Il pleuvait sur Kayseri


Nous avions en effet rencontré Teo lors de notre deuxième séjour en Turquie en 1978.

L’été précédent nous avions quitté Istanbul pour la Cappadoce, plus riches d’un tapis et ignorants encore que c’était le début d’une longue série, et de voyages en Turquie, et de tapis.

Je me souviens vaguement du trajet de douze heures en bus entre Istanbul et la capitale, mais je me rappelle clairement cet homme adorable à Ankara à qui, égarés dans la ville en pleine nuit, nous avions demandé notre chemin.
Il nous indiqua la ligne de bus que nous devions emprunter, mais doutant sans doute de nos capacités, il prit son gamin par la main, monta dans le bus avec nous, insista pour payer les billets et nous accompagna ainsi pendant une heure jusqu’à la porte de notre hôtel.

Je garde en revanche un souvenir vivace de notre escale à Kayseri.

C’était la nuit, il pleuvait à Kayseri ; La lumière glauque des néons de l’ « otogar » se reflétait à peine dans la boue gluante du terrain vague qui servait de parking. Les voitures à bras chargées d’épi de maïs bouillis dégageaient une odeur sûre qui se mêlait harmonieusement à celle des échoppes de kebap grillés, à la chaleur moite de la terre et aux fumées des bus et taxis enchevêtrés.

Un ballet de voyageurs, de chats mystérieux et décharnés, de porteurs et de personnes non identifiées, évoluait dans la lumière des phares dans un désordre exacerbé.

Il était dix heures du soir, nos sacs à dos et nos pieds étaient trempés.

Nous connaissions pour la première fois le syndrome du voyageur désespéré.

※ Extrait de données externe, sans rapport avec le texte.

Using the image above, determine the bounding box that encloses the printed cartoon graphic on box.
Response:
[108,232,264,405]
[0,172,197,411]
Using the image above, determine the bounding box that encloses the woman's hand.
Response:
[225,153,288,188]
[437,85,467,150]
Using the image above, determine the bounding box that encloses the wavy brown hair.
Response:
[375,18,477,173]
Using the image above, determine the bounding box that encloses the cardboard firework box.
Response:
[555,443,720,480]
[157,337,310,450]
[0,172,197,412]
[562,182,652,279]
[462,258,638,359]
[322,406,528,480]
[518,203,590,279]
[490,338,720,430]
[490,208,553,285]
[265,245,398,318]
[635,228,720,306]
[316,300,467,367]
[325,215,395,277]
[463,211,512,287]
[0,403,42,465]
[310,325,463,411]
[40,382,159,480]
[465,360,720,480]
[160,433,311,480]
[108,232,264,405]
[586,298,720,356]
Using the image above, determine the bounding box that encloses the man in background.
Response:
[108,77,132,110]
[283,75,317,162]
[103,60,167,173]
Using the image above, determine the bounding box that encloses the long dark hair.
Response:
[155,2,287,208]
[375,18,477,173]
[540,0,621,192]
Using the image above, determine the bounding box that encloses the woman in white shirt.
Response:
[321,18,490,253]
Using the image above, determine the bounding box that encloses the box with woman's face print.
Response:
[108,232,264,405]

« Que suis venu faire ici ? »
« Encore deux semaines à tenir avant de rentrer »
« Mais qui a eu cette idée ? »

Mélange de blues, de mauvaise humeur, de haine du compagnon de voyage, et plus généralement de toute l’humanité, ce syndrome se produit en général dans des lieux et à des moments bien déterminés, dont la typologie reste à élaborer mais dont l’ « otogar » de Kayseri, en juillet 1977, la nuit, sous la pluie, peut être considéré comme un archétype achevé.

Après coup je me suis demandé si tout Kayseri ne relevait pas de cette typologie.

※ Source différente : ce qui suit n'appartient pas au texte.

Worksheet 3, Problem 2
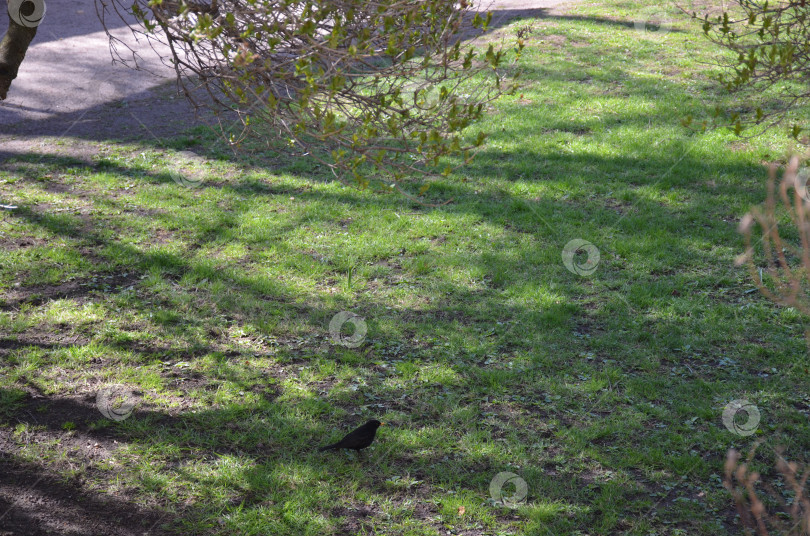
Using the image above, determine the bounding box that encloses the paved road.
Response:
[0,0,564,147]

Il est certain en tout cas que l’hôtel Pallas où nous mena notre taxi était relié à l’« otogar » par un lien d’ambiance d’une rare intensité.

Un quart de siècle plus tard les souvenirs se sont un peu estompés mais resteront toujours gravés dans ma mémoire la silhouette dans la pénombre d’un veilleur de nuit à demi assoupi, les reflets du néon rouge sur son énorme pistolet, l’odeur entêtante du couloir menant à notre chambre, l’ampoule nue de 40 watts au plafond et l’humidité gluante de la douche.
Au mur les restes sanglants des moustiques écrasés rappelaient le calvaire probable des occupants précédents dont le passage était clairement, si l’on peut dire, attesté par une paire de draps que je me contenterai de qualifier de froissés.

Je n’ai pas souvenir que nous ayons pleuré.
Mais le cœur y était.
Nous n’avons depuis, jamais passé une nuit à Kayseri.

La ville a changé, l’ « otogar » aussi, l’hôtel Pallas a disparu, le temps y est généralement beau en été, mais subsiste cependant, enfouie dans notre inconscient, une réticence certaine à faire halte à Kayseri.

Le lendemain le soleil brillait et nous arrivions en Cappadoce.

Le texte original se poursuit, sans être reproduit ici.